Premolaar vullingElke ziekte beïnvloedt zowel het uiterlijk van de tand als de functionaliteit ervan. De vernietiging van harde weefsels kan leiden tot ernstige gevolgen van een schending van de integriteit van het gebit voor ziekten van interne organen en systemen.

De behandeling moet esthetisch zijn wederopbouw de structuur van de tand en zijn functionaliteit als gevolg van medicamenteuze behandeling en eliminatie van de onderliggende oorzaak van de ziekte.

Samenvatten

Kleine kiezen spelen een zeer belangrijke rol in de mondholte in de mondholte. Dankzij hen kan een persoon stukjes voedsel afbijten en malen, hun afwezigheid leidt tot verstoring van het maagdarmkanaal en andere ernstige ziekten.

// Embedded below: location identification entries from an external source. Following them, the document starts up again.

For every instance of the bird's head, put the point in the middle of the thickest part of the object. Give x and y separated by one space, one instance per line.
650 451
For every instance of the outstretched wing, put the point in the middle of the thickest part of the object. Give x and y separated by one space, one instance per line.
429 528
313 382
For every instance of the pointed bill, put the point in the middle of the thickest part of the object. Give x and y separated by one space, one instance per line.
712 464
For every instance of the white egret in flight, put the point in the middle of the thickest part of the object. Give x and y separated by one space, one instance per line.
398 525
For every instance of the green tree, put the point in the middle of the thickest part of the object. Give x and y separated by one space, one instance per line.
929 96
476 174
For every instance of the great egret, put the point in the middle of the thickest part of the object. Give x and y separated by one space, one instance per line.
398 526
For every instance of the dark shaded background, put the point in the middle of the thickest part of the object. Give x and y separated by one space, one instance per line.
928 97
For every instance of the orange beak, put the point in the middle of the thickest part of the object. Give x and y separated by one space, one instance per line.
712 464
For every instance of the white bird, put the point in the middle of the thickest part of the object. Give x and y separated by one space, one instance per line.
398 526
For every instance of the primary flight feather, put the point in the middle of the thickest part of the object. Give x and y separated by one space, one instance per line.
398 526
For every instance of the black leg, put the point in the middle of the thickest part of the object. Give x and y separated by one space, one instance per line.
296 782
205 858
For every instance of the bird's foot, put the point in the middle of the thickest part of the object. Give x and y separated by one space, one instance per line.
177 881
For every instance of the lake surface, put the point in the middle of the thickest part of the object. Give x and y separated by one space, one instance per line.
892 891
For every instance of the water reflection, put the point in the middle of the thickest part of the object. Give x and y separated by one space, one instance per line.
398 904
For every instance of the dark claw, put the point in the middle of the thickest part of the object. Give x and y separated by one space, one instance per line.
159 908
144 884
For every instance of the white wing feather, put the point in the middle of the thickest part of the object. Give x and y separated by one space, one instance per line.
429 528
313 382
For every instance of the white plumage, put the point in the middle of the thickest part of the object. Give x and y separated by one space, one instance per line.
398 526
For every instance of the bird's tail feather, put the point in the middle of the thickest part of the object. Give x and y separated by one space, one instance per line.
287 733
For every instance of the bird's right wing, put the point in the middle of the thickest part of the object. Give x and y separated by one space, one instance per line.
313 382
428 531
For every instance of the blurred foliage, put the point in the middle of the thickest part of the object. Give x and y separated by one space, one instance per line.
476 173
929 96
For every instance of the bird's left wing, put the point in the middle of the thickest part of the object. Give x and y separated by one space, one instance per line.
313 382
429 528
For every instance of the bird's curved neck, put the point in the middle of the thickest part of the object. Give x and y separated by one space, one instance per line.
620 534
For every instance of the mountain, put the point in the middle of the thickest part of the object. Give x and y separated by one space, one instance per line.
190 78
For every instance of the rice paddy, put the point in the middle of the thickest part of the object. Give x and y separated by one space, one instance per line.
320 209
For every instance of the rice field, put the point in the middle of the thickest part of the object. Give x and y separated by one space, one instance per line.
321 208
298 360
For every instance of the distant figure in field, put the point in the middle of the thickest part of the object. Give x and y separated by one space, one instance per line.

De structuur van kleine kiezen is afhankelijk van hun locatie in het gebit en de kaak waarop ze zich bevinden. Vanwege hun locatie kunnen ze worden onderworpen aan verschillende vernietiging van harde weefsels.

De site is alleen voor informatieve doeleinden. Gebruik in geen geval zelfmedicatie. Als u merkt dat u ziekteverschijnselen heeft, neem dan contact op met uw arts.